A Tale of a Tub Analysis of Characters

Table of Contents


Peter, one of three brothers whose father, on his deathbed, wills each of them a new coat that is guaranteed to last a lifetime, given the proper care.

The father provides detailed instructions for such care and enjoins his sons Peter, Martin, and Jack to live together peaceably under one roof.

Peter goes in search of giant sand dragons with his brothers and develops an increasingly enlarged sense of self-importance.

When their father’s coats no longer reflect the current fashion, the brothers, under Peter’s leadership, adjust the coats accordingly.

A relentless quest for knowledge, power, and possessions sends Peter in pursuit of experimental science and frenzied finance. He buys a “Large Continent,” which he resells numerous times. He discovers a sovereign remedy for worms and engages in other quackery.

Dedicated to pride, projects, and knavery, Peter eventually turns into a madman. In his delusions, he calls himself Lord, Emperor, Father, and even God Almighty.

His need to make all people subservient soon affects his relationship with his brothers, whom he rules as a despot. They finally rebel and begin their separate existence when Peter, in his rage, turns them out. Allegorically, he represents the pope or the Catholic church.


Jack, Peter’s brother. After his break with Peter, he begins to evince the extremist zeal of the dissenter or reformer. He and Martin wish to rediscover and honour their father’s will.

In trying to rid himself of Peter’s influence, Jack tries to remake his father’s coat, but his hysterical rage makes him tear it to pieces.

Sensing their incompatibility, Jack and Martin separate. Jack’s fanatical dissent soon yields to madness, the madness of jealousy, conceit, rebellion, and anarchy. By rejecting Peter, Jack is forced to establish his own tradition of authority.

He founds the sect of A Enlists, a theology of radical nonconformity that holds wind or spirit to be the origin of all things. Filled with this wind of inspiration, Jack is driven to ridiculous excess.
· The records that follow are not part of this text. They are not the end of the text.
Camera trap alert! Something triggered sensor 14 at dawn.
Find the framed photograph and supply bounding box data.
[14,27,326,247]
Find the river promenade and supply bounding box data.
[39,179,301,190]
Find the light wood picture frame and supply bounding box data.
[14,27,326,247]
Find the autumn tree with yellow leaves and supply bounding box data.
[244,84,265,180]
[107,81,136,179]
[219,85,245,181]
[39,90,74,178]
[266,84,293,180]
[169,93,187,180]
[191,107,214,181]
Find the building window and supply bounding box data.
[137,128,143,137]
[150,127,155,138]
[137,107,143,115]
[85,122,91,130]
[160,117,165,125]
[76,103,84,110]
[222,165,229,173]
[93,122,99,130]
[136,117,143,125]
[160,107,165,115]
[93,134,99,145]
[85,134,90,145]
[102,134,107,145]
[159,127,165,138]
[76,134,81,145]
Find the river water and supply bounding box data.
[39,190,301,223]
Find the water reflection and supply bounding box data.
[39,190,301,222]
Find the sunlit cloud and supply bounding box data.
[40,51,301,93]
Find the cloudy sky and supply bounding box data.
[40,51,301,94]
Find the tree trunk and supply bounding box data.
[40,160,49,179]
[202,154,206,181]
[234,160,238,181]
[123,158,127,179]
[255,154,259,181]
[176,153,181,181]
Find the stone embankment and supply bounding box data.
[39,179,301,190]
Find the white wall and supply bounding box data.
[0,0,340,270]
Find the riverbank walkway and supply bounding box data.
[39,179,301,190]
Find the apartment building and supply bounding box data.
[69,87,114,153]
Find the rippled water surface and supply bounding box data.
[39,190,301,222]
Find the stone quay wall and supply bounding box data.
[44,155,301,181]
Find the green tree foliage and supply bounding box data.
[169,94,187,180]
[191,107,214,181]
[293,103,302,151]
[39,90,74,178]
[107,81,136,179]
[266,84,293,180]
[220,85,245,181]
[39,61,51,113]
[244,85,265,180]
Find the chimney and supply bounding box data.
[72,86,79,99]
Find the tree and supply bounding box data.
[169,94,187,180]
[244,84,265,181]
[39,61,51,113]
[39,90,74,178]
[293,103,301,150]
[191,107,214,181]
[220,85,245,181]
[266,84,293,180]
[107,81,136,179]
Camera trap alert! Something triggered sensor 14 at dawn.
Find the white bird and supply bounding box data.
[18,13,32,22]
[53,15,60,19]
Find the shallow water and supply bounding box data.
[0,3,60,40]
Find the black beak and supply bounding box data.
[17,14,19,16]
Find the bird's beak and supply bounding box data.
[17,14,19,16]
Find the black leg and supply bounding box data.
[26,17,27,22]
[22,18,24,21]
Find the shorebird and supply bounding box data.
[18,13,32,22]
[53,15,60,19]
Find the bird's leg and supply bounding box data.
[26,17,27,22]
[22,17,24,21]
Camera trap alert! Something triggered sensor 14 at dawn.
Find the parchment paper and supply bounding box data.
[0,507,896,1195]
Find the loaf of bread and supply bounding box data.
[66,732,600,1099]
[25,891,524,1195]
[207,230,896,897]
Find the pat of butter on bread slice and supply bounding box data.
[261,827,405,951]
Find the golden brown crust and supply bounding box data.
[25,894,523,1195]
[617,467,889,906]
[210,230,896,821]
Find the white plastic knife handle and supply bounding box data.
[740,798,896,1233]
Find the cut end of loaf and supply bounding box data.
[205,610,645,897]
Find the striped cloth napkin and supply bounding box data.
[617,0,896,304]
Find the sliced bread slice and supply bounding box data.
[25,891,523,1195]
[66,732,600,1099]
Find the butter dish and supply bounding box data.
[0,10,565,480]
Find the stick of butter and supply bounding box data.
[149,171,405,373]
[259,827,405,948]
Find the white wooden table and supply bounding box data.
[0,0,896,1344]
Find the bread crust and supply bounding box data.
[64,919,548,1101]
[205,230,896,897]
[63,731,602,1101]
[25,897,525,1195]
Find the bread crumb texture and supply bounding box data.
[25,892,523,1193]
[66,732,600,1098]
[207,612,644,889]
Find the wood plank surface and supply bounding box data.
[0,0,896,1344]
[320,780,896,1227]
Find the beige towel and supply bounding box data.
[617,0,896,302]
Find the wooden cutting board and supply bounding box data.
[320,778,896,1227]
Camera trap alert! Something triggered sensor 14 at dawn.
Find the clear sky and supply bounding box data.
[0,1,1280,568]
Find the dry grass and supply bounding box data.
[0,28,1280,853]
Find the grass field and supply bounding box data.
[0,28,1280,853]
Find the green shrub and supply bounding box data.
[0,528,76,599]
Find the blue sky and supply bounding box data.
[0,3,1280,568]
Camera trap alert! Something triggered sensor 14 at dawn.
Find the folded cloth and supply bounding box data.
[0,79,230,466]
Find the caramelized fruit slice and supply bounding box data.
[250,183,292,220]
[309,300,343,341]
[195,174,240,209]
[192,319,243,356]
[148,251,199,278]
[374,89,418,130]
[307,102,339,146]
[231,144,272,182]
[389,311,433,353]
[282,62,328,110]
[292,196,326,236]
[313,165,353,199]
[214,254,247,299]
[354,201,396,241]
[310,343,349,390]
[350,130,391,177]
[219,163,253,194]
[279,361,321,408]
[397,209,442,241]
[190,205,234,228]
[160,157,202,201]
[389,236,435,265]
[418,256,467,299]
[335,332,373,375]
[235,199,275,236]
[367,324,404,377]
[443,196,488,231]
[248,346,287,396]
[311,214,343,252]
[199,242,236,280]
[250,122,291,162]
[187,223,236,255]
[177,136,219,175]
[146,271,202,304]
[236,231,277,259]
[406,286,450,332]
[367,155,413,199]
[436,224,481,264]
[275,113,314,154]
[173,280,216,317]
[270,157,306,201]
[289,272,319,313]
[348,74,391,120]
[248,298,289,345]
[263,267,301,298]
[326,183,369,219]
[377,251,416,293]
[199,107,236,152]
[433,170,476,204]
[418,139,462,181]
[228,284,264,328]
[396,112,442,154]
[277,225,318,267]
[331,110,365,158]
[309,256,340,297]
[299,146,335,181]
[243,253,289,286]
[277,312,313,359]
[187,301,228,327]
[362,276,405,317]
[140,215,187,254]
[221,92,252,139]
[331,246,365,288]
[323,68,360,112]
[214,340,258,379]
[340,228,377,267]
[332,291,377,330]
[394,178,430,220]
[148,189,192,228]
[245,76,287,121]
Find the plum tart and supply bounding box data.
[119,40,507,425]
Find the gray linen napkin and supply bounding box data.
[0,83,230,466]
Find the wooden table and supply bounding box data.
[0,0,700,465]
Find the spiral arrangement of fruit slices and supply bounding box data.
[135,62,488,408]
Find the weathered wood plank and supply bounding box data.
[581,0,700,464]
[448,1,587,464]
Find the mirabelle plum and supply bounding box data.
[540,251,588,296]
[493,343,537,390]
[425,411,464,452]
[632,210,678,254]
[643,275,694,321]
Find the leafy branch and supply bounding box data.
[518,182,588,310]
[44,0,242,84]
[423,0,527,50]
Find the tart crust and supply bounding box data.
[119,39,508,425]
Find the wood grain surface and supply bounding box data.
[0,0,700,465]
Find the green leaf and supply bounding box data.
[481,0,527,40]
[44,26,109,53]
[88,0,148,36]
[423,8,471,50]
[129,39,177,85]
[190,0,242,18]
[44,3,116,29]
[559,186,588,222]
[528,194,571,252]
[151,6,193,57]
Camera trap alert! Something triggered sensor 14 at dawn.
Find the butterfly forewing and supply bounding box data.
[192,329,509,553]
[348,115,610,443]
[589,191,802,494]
A copy of his father’s will turns into an object of superstitious veneration. He introduces a new deity known as Babel by some and as Chaos by others. Its shrine is visited by many pilgrims. He covers roguish tricks with shows of devotion.

He is strongly averse to music and painting. Jack’s nonconformity and dissent are clearly as destructive as Peter’s papistry. Both rationalism and emotionalism, as well as both authoritarianism and individualism, turn into religious egotism that perverts and corrupts the simple wishes of the father. Jack allegorically represents John Calvin.


Martin, the third brother, who provides the satiric norm and is as such the least developed and the least interesting of the three. His moderation in all things and sweet reasonableness do not incite the reader’s interest, as does the psychopathology of Peter and Jack.

Representing Martin Luther and the Church of England, Martin lacks the vitality that animates the radical cause and paranoia of his brothers.

The difference is most noticeable in the way he divests his coat of the ornaments that Peter had persuaded his brothers to add. His reformation of the coat proceeds cautiously and discerningly. In contrast, Jack in his impassioned zeal rips not only the decorations but the garment itself, until there is little left of it.

When Martin eventually settles in the north, he kindles the wrath of Peter when the people begin to shift their allegiance and financial support from one brother to the other.

Bloody battles erupt and the relationship between the three brothers is strained further until permanent alienation ensues.